So You Want to Grow Veggies Organically AND Be a Vegan?
Posted: April 22, 2012 Filed under: Gardening, Non-Toxic Choices 1 CommentWhat do plants eat? They eat dead animals; that’s the problem. For me that was a horrifying realization. You want to be an organic gardener, of course, so you keep reading ‘Feed the soil, feed the soil, feed the soil…’
Alright. Well what does the soil want to eat? Well, it wants manure, and it wants urine, and it wants blood meal and bone meal. And I…could not face that. I wanted my garden to be pure and death-free. It didn’t matter what I wanted: plants wanted those things; they needed those things to grow…
So, I sort of played a moral hide-and-seek in my mind. I was left with this realization that I could eat an animal directly, or I could pass an animal through a plant and then eat it, but either way there were animals involved in this process. I could not remove animals from the equation.
I had to accept on some level that there was a cycle here, and it was very ancient, and ultimately very spiritual. It was really hard for me to accept the ‘death’ part of that equation. Years. It took me years to finally face it. But there wasn’t any way out of it if I was going to grow things.

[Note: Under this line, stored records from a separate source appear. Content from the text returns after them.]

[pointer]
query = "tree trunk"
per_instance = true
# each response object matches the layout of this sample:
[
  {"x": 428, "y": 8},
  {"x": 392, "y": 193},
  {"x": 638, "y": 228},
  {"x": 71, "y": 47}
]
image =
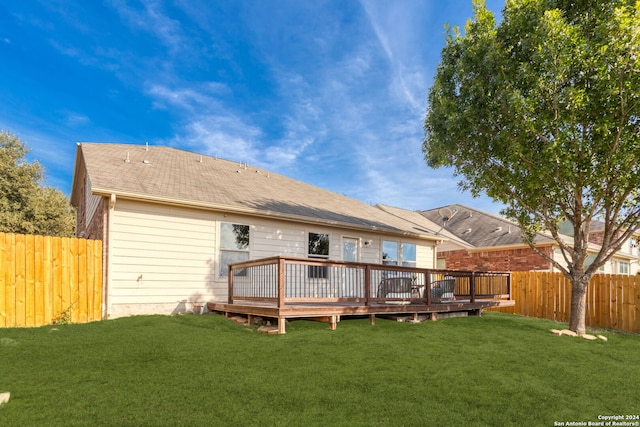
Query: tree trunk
[{"x": 578, "y": 317}]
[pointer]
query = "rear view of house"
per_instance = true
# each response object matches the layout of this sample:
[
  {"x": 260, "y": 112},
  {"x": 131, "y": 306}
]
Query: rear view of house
[{"x": 171, "y": 221}]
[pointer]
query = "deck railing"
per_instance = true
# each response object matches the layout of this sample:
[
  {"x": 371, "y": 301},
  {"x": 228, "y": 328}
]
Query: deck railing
[{"x": 282, "y": 280}]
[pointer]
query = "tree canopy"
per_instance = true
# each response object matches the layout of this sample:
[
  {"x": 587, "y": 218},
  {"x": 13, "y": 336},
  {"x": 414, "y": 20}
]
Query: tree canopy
[
  {"x": 27, "y": 206},
  {"x": 542, "y": 113}
]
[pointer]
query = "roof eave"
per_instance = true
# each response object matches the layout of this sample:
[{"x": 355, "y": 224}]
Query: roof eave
[{"x": 256, "y": 212}]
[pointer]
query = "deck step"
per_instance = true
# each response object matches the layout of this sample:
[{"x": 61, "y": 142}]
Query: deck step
[
  {"x": 239, "y": 320},
  {"x": 268, "y": 330}
]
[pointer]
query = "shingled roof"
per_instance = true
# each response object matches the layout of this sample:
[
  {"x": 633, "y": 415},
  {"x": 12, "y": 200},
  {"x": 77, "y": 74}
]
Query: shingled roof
[
  {"x": 170, "y": 175},
  {"x": 481, "y": 229}
]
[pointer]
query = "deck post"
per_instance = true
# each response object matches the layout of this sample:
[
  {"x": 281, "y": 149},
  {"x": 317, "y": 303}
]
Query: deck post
[
  {"x": 281, "y": 295},
  {"x": 472, "y": 287},
  {"x": 367, "y": 285},
  {"x": 230, "y": 283}
]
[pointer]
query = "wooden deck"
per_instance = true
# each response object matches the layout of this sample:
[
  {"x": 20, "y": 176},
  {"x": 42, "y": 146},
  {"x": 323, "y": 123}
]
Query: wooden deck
[{"x": 284, "y": 288}]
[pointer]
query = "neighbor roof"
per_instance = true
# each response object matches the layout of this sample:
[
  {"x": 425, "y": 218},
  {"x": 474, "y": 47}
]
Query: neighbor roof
[
  {"x": 170, "y": 175},
  {"x": 481, "y": 229}
]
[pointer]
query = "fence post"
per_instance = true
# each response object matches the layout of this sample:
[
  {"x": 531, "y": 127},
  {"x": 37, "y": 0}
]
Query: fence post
[{"x": 472, "y": 287}]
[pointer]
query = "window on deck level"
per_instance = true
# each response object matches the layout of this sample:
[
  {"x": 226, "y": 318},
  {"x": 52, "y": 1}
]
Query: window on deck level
[
  {"x": 409, "y": 255},
  {"x": 389, "y": 252},
  {"x": 234, "y": 245},
  {"x": 318, "y": 248}
]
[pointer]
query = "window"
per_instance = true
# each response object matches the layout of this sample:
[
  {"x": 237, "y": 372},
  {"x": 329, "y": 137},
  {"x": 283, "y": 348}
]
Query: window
[
  {"x": 234, "y": 245},
  {"x": 318, "y": 248},
  {"x": 395, "y": 254},
  {"x": 389, "y": 252},
  {"x": 409, "y": 255}
]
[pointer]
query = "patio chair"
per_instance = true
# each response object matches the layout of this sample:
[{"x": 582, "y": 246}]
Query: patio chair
[
  {"x": 443, "y": 289},
  {"x": 395, "y": 285}
]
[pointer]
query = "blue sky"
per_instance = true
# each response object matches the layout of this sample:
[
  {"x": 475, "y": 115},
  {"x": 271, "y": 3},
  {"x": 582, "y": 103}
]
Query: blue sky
[{"x": 332, "y": 93}]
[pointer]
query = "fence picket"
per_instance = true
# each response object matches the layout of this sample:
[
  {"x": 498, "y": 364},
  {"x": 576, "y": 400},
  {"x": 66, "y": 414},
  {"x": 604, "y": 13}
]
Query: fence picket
[
  {"x": 612, "y": 300},
  {"x": 42, "y": 276}
]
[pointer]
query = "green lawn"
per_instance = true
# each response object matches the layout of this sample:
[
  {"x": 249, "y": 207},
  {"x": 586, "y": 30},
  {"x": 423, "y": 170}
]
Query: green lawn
[{"x": 204, "y": 370}]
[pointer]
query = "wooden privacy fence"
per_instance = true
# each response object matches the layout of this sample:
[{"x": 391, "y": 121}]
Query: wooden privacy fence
[
  {"x": 613, "y": 301},
  {"x": 46, "y": 280}
]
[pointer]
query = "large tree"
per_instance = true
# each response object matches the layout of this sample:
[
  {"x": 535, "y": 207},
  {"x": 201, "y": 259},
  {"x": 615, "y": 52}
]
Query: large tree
[
  {"x": 542, "y": 113},
  {"x": 27, "y": 206}
]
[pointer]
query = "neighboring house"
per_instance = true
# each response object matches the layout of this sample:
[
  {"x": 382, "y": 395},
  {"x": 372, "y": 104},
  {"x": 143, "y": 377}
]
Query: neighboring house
[
  {"x": 171, "y": 221},
  {"x": 488, "y": 242}
]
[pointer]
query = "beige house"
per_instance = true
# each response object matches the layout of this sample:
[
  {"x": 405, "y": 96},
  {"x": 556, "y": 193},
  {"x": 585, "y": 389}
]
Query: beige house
[{"x": 171, "y": 221}]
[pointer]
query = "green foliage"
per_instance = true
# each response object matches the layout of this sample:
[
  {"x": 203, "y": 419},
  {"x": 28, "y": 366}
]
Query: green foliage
[
  {"x": 25, "y": 205},
  {"x": 64, "y": 317},
  {"x": 497, "y": 370},
  {"x": 542, "y": 113}
]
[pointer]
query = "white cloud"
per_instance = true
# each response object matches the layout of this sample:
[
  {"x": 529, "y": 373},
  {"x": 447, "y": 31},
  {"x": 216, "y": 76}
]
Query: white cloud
[{"x": 152, "y": 20}]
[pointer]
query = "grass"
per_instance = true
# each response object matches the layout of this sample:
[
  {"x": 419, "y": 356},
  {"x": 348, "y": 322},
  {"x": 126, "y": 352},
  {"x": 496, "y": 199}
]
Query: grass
[{"x": 204, "y": 370}]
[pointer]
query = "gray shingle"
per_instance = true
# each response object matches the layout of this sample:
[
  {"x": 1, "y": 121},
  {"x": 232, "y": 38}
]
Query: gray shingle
[{"x": 170, "y": 174}]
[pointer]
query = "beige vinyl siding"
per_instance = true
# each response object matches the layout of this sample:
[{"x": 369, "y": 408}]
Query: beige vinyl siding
[{"x": 161, "y": 258}]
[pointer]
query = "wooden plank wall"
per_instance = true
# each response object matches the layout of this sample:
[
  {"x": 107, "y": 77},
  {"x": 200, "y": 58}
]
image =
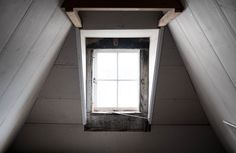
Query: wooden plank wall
[
  {"x": 179, "y": 124},
  {"x": 205, "y": 34},
  {"x": 31, "y": 35}
]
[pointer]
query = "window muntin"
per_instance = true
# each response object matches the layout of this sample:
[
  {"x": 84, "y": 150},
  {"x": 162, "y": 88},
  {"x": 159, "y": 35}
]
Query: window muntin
[{"x": 116, "y": 80}]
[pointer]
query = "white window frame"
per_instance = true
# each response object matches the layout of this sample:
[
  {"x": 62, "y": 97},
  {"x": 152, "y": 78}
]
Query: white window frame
[{"x": 96, "y": 109}]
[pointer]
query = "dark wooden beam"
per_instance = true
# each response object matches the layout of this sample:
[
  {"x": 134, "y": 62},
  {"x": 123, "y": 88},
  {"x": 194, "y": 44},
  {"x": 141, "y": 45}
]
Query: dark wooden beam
[{"x": 124, "y": 5}]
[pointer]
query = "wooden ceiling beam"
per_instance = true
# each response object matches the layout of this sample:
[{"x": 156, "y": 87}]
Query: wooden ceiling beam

Lierre Keith, on gardening as a vegan; October 8, 2009 on Underground Wellness Radio
Photo from 
I think this is one of the most fascinating things about nature–that all life comes from death. Death is necessary. Death is natural. The cells of our body are constantly dying and being replaced. And from the perspective of the earth as a whole, each human being is just a cell that dies so another can replace it.
When I slaughtered chickens for the first time, I learned a lesson about my own mortality. Watching the chickens suffer and die, I became acutely aware that one day, perhaps not too far in the future, I would make the same passage. I just hope that my body will feed other organisms as that chicken fed me.